Would you ever consider doing a tour of smaller towns? Like Toledo,OH or some other small towns in the MidWest? Absolutely. In fact we may be doing something like that on our way back from HWM. We did play Toledo once. It sucked haha.
We also always joke about doing a Solar System Tour. There are towns across the US that we see once in a while that are named after the planet. We thought it would be spectacular to play small dive bars and such in those towns and film the whole experience.
Why do you hate Atlanta? We love you! Atlanta wasn't so bad last time. The Claremont is also one of my favorite places in the world to get a beer.
I'm not about to drop the L word just yet though!
Question though, if you could bring back any one artist or band from the dead for one final show, who is it, where are you playing, and why? If you have to ask why then you can't come!
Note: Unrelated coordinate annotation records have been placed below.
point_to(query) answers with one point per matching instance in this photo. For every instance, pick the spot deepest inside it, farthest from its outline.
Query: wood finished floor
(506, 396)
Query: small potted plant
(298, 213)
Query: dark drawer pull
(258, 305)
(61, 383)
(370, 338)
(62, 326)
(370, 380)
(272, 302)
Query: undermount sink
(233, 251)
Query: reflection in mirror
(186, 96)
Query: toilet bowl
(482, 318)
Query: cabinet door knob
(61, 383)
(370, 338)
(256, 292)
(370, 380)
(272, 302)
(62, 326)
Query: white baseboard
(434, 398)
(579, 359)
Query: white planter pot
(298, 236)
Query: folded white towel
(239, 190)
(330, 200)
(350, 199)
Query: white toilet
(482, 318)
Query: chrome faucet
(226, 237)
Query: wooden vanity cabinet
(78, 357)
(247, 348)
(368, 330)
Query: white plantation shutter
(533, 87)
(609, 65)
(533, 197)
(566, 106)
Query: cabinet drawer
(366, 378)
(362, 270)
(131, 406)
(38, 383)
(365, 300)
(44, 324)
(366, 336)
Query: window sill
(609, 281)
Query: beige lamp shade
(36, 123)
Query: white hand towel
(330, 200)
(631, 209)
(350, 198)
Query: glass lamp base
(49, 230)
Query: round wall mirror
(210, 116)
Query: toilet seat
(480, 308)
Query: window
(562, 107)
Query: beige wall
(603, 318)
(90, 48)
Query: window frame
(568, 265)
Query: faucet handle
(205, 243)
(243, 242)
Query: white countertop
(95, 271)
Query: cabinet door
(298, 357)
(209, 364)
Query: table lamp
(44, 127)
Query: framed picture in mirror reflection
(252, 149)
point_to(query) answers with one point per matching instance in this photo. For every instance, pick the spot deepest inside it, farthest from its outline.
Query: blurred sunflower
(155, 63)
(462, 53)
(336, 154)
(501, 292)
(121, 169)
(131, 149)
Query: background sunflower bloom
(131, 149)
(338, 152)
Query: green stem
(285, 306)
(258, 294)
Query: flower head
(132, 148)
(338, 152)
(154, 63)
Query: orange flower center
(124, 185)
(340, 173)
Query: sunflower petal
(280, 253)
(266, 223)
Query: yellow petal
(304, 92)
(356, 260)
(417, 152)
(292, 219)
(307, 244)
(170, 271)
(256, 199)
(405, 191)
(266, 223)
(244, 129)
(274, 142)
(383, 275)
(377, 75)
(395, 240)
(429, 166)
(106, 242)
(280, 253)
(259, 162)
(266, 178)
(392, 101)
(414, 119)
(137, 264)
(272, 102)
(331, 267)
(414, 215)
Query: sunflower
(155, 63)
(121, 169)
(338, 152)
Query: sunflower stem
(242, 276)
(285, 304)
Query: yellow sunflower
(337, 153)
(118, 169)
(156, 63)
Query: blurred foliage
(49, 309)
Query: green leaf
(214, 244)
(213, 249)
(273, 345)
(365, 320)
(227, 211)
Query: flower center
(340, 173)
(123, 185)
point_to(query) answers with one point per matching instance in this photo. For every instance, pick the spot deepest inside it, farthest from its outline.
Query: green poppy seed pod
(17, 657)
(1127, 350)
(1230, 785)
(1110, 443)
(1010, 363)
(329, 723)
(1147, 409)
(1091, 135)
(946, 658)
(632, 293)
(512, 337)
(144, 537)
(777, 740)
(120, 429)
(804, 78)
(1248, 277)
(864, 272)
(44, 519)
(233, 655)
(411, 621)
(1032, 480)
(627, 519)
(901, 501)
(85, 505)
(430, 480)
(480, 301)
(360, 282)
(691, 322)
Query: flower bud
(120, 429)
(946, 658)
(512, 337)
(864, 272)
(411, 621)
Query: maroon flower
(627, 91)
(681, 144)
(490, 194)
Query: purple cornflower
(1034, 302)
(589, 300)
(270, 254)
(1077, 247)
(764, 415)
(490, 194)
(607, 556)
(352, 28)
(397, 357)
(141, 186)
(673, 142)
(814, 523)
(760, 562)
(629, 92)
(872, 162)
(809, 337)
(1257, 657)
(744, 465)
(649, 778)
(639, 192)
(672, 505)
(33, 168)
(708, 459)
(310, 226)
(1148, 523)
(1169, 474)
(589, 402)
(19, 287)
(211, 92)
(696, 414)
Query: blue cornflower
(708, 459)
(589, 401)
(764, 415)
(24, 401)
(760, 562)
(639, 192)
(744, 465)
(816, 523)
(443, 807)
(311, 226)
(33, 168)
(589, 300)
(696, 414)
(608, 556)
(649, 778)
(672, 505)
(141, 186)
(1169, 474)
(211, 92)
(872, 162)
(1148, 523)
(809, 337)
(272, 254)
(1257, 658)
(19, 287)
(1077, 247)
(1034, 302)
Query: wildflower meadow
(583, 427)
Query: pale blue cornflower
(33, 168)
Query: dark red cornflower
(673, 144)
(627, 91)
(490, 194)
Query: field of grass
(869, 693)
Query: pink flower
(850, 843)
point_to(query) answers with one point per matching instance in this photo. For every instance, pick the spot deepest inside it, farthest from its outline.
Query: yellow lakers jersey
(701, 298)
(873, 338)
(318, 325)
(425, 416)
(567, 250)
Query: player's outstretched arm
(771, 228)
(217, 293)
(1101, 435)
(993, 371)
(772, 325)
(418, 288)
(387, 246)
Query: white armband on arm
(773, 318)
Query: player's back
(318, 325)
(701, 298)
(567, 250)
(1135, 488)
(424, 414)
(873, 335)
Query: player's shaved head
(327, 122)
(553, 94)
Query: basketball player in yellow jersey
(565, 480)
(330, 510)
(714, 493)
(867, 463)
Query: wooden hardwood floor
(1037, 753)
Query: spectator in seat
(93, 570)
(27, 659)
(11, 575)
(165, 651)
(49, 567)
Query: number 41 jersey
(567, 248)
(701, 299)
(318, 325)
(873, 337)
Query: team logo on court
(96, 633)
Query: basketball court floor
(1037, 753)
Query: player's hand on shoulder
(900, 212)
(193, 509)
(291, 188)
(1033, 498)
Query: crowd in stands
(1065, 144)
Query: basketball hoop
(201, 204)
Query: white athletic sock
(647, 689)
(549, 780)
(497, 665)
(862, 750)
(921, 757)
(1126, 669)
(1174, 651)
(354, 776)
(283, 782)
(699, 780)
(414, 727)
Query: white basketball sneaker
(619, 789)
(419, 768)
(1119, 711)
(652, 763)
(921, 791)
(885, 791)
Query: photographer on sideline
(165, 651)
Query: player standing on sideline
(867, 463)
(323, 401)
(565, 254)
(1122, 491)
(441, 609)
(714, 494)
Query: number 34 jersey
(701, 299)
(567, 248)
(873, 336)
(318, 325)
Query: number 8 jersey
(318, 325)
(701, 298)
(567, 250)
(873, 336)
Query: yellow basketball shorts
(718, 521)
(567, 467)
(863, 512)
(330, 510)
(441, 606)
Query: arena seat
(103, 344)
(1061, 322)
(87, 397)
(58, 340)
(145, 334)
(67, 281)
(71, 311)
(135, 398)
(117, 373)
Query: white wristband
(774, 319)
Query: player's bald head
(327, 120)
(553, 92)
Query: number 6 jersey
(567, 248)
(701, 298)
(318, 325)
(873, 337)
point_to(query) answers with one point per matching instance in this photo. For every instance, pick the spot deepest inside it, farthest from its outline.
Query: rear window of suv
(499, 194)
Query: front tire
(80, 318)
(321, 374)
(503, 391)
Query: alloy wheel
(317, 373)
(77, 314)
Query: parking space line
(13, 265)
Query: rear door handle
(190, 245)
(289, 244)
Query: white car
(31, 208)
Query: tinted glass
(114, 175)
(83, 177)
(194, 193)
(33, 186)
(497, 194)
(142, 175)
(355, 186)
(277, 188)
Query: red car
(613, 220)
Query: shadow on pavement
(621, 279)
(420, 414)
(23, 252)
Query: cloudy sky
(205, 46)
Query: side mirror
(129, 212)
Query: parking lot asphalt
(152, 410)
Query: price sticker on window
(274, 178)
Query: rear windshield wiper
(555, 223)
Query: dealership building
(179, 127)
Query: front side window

I'm most impressed with how cohesive all of your songs are despite having two singers/songwriters with distinct styles. Do you ever write an awesome song but feel like "shit man, this just isn't a Menzingers song", or do you somehow always make it work? Related question; when are you gonna put out an acoustic solo album? We totally write awesome songs and realize that they won't work for The Menzingers. And I'm not sure when, but I will absolutely be putting out a side project in 2013. I will most likely use songs that are throwaways from the next album.
When will you guys write songs about girls that aren't waitresses? When the girls we write songs about stop calling us darling and letting us pay them to bring us beer and food.
I suggested you do an AMA on your instagram! I'll take all the credit for this, no need to correct me. Haha its all you!
Favorite venues to play? Favorite venues to see shows? So how'd the Marathon go!